Darkness and Mediation
{3 minutes to read} Someone once asked me what the key was to resolving a case in mediation. My answer was simple: “It starts getting dark out.” Funny perhaps, but truth is implicit in all humor. One of those truths is that almost all people participating in a mediation want it to succeed. Including those who say on the first phone call, “You know, there’s no way this case can settle.”
A related metaphor to the above is that mediation usually sheds light on things, though it doesn’t happen all at once. Facts emerge, positions get revealed, as do the reasons for those positions, and positions morph over time. Settlements are reached for all sorts of reasons, not the least of which is that everyone just wants to get it over with. Sometimes that happens in a day, several days, weeks, or even months. The desire to get a conflict over with and move on can often be quite a beneficial stimulus to resolving a case. And “when it gets dark out,” people say all sorts of things they couldn’t or wouldn’t have said at the start.
I have had divorce mediations where things were said that might have been said years earlier to positive effect, or couldn’t be said but came out in the unwinding during the mediation. That may sound like an exception to the getting dark out, but the common ground is that people need to dissipate their energies to lower their barriers. And often that happens when the light dims and energy flags.
Personal injury mediations, which are often mediated in a single mediation session, typically start with the parties very far apart. These mediations often begin with frustrating baby steps from each side. But things move much more quickly as the sun gets lower in the sky. Especially on a Friday.
The other nighttime aspect of mediation success is that parties and attorneys often need to sleep on things. What couldn’t be done by the end of the day on Friday, may have some greater possibilities by the following Monday or Tuesday. Or a week after that.
Some people may wonder if agreements are reached when energies are flagging it means that a party might throw in the towel when they should be holding out a bit more.
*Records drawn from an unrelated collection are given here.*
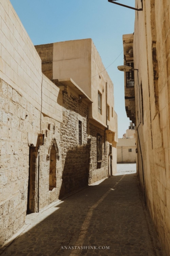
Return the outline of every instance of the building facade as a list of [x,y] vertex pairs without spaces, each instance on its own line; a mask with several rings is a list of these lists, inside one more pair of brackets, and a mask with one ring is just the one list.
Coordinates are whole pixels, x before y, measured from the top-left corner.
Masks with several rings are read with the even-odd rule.
[[[54,76],[51,44],[47,63],[9,0],[1,1],[0,11],[2,245],[23,226],[27,214],[116,172],[117,139],[113,85],[107,73],[87,84],[89,91],[74,73]],[[85,47],[92,45],[91,40],[85,41]],[[79,65],[89,78],[103,65],[95,47],[88,49],[98,65],[87,70],[83,56]]]
[[[136,8],[141,4],[136,0]],[[144,1],[143,11],[136,12],[133,48],[138,70],[134,71],[135,106],[132,102],[130,107],[136,113],[138,175],[166,256],[170,255],[170,13],[169,1],[158,0]],[[130,36],[123,36],[124,49],[125,38]]]
[[130,122],[129,129],[118,139],[117,143],[117,163],[136,163],[136,129],[134,124]]

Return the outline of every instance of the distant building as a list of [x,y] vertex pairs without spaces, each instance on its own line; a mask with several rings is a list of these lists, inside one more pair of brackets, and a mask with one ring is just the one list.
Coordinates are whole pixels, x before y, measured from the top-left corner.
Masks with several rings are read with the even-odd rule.
[[136,129],[134,124],[130,123],[129,129],[123,135],[122,139],[118,139],[117,144],[117,163],[136,163]]

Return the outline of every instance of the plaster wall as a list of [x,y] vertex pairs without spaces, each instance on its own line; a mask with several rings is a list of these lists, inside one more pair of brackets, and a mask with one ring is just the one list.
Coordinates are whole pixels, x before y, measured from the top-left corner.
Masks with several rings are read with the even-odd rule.
[[[117,163],[136,163],[135,139],[119,139],[117,144]],[[129,149],[131,152],[129,152]]]
[[[136,5],[141,4],[136,1]],[[143,118],[139,128],[144,165],[138,154],[139,176],[145,186],[147,204],[157,231],[164,255],[170,254],[170,3],[144,1],[136,13],[133,42],[136,113],[140,113],[139,90],[142,87]],[[137,112],[138,111],[138,112]],[[141,116],[136,116],[136,125]],[[142,123],[143,121],[143,124]],[[138,143],[138,152],[139,148]]]
[[53,79],[71,77],[90,98],[91,44],[87,39],[53,44]]

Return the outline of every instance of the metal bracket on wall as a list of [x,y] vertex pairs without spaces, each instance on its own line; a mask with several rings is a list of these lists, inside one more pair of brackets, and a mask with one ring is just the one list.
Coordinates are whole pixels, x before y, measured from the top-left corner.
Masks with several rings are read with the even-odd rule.
[[135,10],[135,11],[143,11],[143,0],[141,0],[142,8],[140,9],[138,9],[138,8],[134,8],[134,7],[131,7],[131,6],[126,6],[125,4],[122,4],[122,3],[116,3],[116,2],[115,2],[115,1],[117,0],[108,0],[108,2],[110,2],[110,3],[115,3],[115,4],[117,4],[118,5],[121,6],[127,7],[127,8],[129,8],[130,9],[132,9],[132,10]]

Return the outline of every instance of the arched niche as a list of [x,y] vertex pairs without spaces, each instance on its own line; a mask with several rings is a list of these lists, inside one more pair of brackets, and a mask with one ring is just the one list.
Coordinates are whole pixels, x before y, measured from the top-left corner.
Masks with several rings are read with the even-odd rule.
[[56,187],[57,160],[58,159],[58,149],[56,141],[54,139],[49,148],[50,169],[49,172],[49,190]]

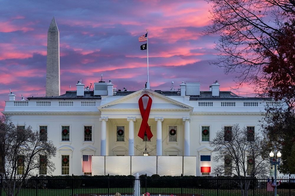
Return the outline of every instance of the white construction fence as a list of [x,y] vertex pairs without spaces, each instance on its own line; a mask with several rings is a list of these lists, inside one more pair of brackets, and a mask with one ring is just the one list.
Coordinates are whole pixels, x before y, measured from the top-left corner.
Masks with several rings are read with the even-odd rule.
[[92,175],[196,175],[195,156],[104,156],[92,158]]

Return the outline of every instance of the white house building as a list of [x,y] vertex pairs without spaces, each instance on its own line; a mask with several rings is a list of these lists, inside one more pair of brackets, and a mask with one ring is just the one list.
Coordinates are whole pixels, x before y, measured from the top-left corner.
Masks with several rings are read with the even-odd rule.
[[[3,113],[12,115],[18,126],[45,131],[58,148],[54,175],[83,174],[83,155],[142,155],[146,143],[150,155],[196,156],[196,174],[201,175],[210,174],[201,172],[201,158],[212,156],[209,143],[217,131],[238,123],[255,133],[261,112],[273,104],[270,99],[220,91],[217,81],[206,91],[200,90],[199,83],[188,82],[179,91],[145,88],[115,94],[113,85],[96,83],[89,91],[78,83],[76,91],[27,100],[16,100],[11,94]],[[144,94],[152,100],[148,123],[153,136],[146,143],[147,136],[137,136],[142,119],[139,100]],[[65,158],[66,166],[62,163]],[[209,160],[206,166],[214,167]]]
[[196,175],[209,175],[217,165],[209,145],[216,132],[239,123],[255,134],[266,106],[275,103],[220,91],[217,81],[206,91],[200,90],[199,83],[183,82],[179,91],[116,91],[110,81],[94,83],[93,90],[79,81],[76,91],[60,95],[59,32],[54,18],[48,33],[46,83],[51,84],[46,85],[46,96],[17,100],[11,93],[2,113],[53,141],[58,149],[53,175],[91,174],[83,169],[85,155],[141,156],[145,151],[151,156],[196,156]]

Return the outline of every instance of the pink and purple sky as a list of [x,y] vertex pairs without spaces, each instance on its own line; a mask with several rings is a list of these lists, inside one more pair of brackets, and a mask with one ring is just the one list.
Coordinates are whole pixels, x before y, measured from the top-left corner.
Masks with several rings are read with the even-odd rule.
[[[60,31],[61,94],[112,81],[117,90],[144,88],[146,51],[138,38],[149,30],[152,90],[176,88],[182,81],[200,82],[207,90],[217,80],[222,90],[236,85],[235,76],[209,65],[218,35],[202,32],[210,24],[204,0],[21,1],[0,3],[0,111],[9,88],[21,99],[45,95],[47,31],[53,16]],[[240,90],[250,91],[245,86]]]

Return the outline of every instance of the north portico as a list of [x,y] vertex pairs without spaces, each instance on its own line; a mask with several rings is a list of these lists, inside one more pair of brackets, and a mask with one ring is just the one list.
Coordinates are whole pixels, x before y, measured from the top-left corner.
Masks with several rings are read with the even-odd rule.
[[[146,88],[104,104],[110,98],[102,96],[102,105],[97,107],[101,113],[101,155],[142,155],[146,138],[137,136],[142,119],[138,101],[145,94],[152,100],[148,122],[153,135],[146,142],[149,154],[189,155],[190,115],[193,108]],[[117,138],[118,127],[124,129],[123,139]],[[175,138],[169,138],[172,129],[175,130]]]

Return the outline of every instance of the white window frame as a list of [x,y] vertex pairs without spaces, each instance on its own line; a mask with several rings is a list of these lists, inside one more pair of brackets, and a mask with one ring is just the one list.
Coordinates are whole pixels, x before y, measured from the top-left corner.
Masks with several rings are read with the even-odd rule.
[[[69,141],[63,141],[62,136],[62,126],[69,126],[70,127],[70,137],[69,138]],[[72,144],[72,135],[73,134],[72,131],[73,130],[72,129],[72,125],[71,124],[59,124],[59,130],[58,131],[59,133],[59,144],[61,145],[62,144],[67,144],[68,145],[71,145]],[[47,127],[47,130],[48,130],[48,127]]]
[[165,150],[167,156],[179,156],[181,150],[177,147],[172,146]]
[[[84,150],[81,150],[81,152],[82,153],[82,156],[81,157],[81,175],[85,175],[84,174],[84,172],[83,172],[83,155],[92,155],[92,158],[93,158],[93,156],[94,156],[94,155],[95,153],[95,151],[84,151]],[[92,161],[92,159],[91,158],[91,161]],[[92,164],[91,164],[92,165]],[[91,173],[92,172],[91,172]]]
[[[126,124],[115,124],[114,125],[114,133],[115,135],[114,136],[114,143],[115,145],[117,145],[118,144],[124,144],[124,145],[126,145],[127,144],[127,142],[126,141],[126,140],[125,139],[125,138],[124,138],[124,141],[117,141],[117,127],[124,127],[124,135],[125,137],[127,137],[127,138],[128,137],[126,137],[126,135],[128,135],[129,134],[129,133],[126,133],[126,128],[127,127],[127,125]],[[128,129],[129,128],[129,127],[128,127]],[[134,129],[135,130],[135,128]],[[127,135],[126,135],[126,134]]]
[[[223,130],[224,135],[224,127],[232,127],[232,128],[234,126],[232,125],[228,125],[227,124],[225,125],[222,125],[222,129]],[[225,142],[229,142],[230,141],[225,141]]]
[[[91,141],[84,141],[84,127],[85,126],[88,126],[88,127],[91,127],[92,128],[92,133],[91,133]],[[84,144],[91,144],[92,145],[94,145],[94,124],[83,124],[82,125],[82,127],[81,128],[82,129],[82,136],[81,137],[82,138],[82,145],[84,145]],[[70,130],[71,130],[70,129]],[[71,134],[70,134],[70,136],[71,136]]]
[[[60,174],[60,175],[62,176],[67,176],[67,175],[71,175],[73,173],[73,171],[72,171],[72,167],[73,161],[73,148],[71,146],[69,147],[71,149],[69,148],[68,146],[61,146],[58,148],[58,163],[57,164],[58,165],[57,166],[57,167],[58,167],[59,168],[59,173]],[[62,155],[68,155],[69,158],[70,160],[69,161],[70,162],[70,164],[69,165],[69,166],[70,168],[69,169],[69,175],[62,175],[61,174],[61,158]]]
[[[177,145],[178,145],[179,144],[179,131],[180,131],[180,128],[181,126],[179,126],[179,124],[176,124],[176,125],[174,124],[167,124],[166,125],[166,130],[167,131],[166,131],[166,133],[167,133],[167,135],[168,135],[168,137],[167,138],[167,139],[166,140],[167,141],[166,143],[167,144],[176,144]],[[170,130],[169,130],[169,127],[170,126],[175,126],[176,127],[176,141],[173,142],[169,141],[169,135],[170,134],[170,133],[169,132]]]
[[[211,172],[209,172],[209,175],[202,175],[202,172],[201,172],[201,155],[210,155],[210,159],[211,161],[210,161],[210,167],[211,168]],[[200,176],[210,176],[211,175],[211,173],[212,172],[212,153],[210,152],[199,152],[199,173],[200,174]]]
[[[256,133],[256,132],[257,131],[257,130],[256,130],[256,128],[257,128],[257,127],[256,127],[257,126],[257,125],[246,125],[246,131],[247,131],[247,132],[248,131],[248,129],[247,128],[247,127],[254,127],[254,140],[255,140],[255,134]],[[248,136],[247,136],[247,135],[248,134],[248,133],[246,133],[246,136],[247,137],[247,141],[248,141]]]
[[[202,141],[202,127],[209,127],[210,128],[209,130],[209,141]],[[200,143],[208,144],[209,142],[212,141],[212,126],[211,125],[204,124],[200,125],[199,128]]]
[[[155,136],[155,134],[154,134],[154,132],[153,131],[153,125],[149,125],[149,126],[150,126],[150,131],[151,131],[151,132],[153,134],[153,136]],[[147,141],[147,143],[150,143],[150,142],[154,142],[154,138],[155,138],[155,137],[152,137],[150,139],[150,141]],[[140,138],[140,144],[142,144],[142,143],[144,143],[145,144],[145,141],[143,141],[143,140],[142,140],[141,138]]]

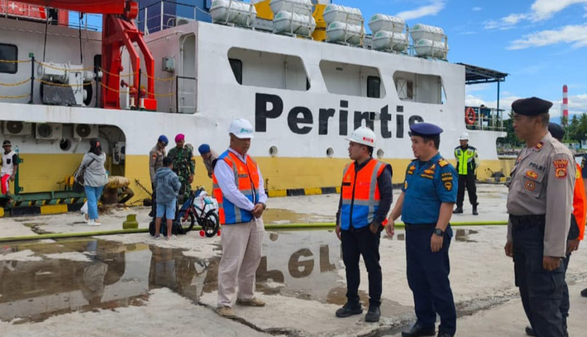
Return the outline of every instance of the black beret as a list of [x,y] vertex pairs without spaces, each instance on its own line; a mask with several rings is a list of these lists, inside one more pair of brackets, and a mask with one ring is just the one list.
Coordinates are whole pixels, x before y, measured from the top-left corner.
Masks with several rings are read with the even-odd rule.
[[552,102],[545,101],[538,97],[518,99],[512,103],[514,112],[525,116],[538,116],[548,114],[548,110],[552,107]]
[[552,135],[553,137],[556,138],[559,141],[561,140],[563,137],[565,136],[565,130],[563,129],[563,127],[556,123],[548,123],[548,132],[550,132],[550,134]]
[[430,123],[416,123],[410,125],[410,136],[435,138],[440,136],[443,130]]

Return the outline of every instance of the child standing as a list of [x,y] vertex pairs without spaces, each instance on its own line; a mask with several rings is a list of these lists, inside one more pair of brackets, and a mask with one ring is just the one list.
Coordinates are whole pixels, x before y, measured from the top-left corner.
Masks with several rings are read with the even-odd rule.
[[[163,167],[157,170],[155,183],[157,195],[157,218],[155,220],[155,239],[161,238],[160,229],[161,228],[161,218],[165,214],[167,218],[166,240],[172,238],[171,226],[175,218],[175,203],[177,201],[177,194],[182,187],[177,175],[173,169],[173,160],[166,156],[163,159]],[[175,238],[175,236],[173,236]]]

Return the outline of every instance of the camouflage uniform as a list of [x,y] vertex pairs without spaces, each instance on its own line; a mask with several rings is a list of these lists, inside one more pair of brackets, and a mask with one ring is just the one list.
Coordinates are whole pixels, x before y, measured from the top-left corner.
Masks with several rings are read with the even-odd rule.
[[191,185],[189,176],[195,172],[195,163],[191,150],[186,146],[180,149],[175,147],[169,150],[168,156],[173,159],[173,172],[177,174],[182,187],[180,189],[179,196],[183,196],[184,200],[189,197],[191,192]]

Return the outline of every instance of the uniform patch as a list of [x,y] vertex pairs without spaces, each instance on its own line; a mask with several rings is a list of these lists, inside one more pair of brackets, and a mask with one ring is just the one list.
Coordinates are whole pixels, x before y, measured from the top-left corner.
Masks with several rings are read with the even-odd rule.
[[538,178],[538,174],[536,172],[535,172],[534,171],[526,171],[526,176],[527,176],[528,178],[532,178],[532,179],[535,179],[535,180]]
[[566,178],[568,161],[566,159],[557,159],[552,163],[555,164],[555,176],[559,179]]
[[416,171],[416,165],[412,165],[412,166],[410,167],[410,168],[407,169],[407,174],[414,174],[414,171]]

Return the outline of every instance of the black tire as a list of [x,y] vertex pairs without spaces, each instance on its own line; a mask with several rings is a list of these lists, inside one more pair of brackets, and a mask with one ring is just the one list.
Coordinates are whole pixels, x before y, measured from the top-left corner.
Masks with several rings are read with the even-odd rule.
[[193,225],[195,224],[195,217],[193,216],[193,212],[191,212],[190,210],[188,210],[186,212],[189,212],[189,216],[188,218],[184,221],[184,217],[182,215],[179,217],[177,221],[180,223],[180,225],[184,228],[186,232],[191,231],[193,228]]
[[208,212],[202,221],[202,230],[204,231],[206,237],[211,238],[216,235],[220,227],[220,220],[218,214],[215,210]]

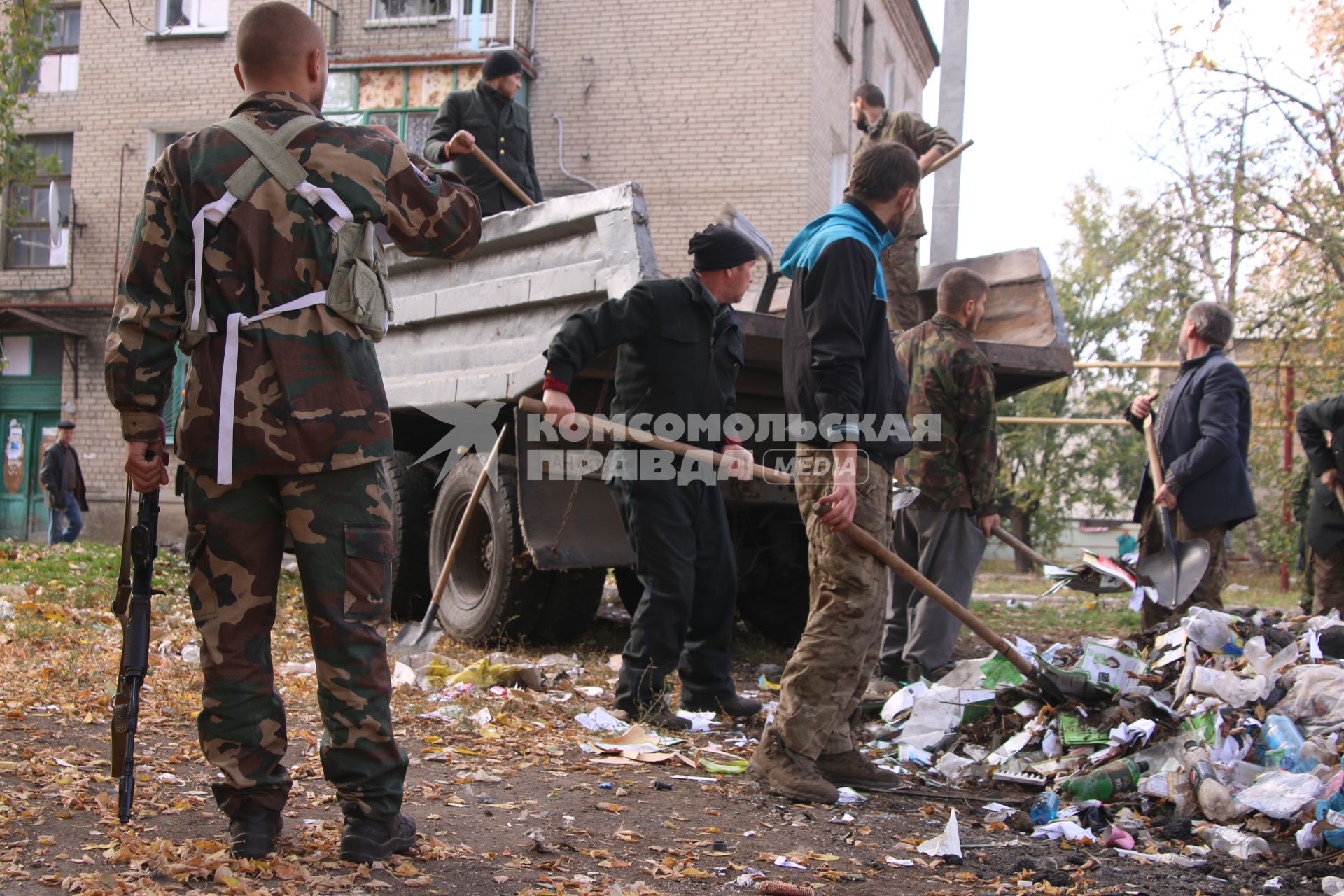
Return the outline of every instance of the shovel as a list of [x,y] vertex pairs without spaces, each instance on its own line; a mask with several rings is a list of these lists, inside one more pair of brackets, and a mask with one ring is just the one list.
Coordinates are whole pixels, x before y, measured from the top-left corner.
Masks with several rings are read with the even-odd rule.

As a practical matter, no party or attorney has ever suggested, after a mediated agreement, that the agreement was reached too soon. And this is independent of subject matter, as well as for agreements reached in a day as those that took months.
For the mediator, the flip side of pushing when energies are flagging and night begins to fall is just the opposite: suggesting that everyone take a break so they can digest and process what has been discussed. If parties are getting dejected and starting to feel there are no solutions, that can be the perfect time to stop and set a date for reconvening. Never underestimate what germinates when people are asleep.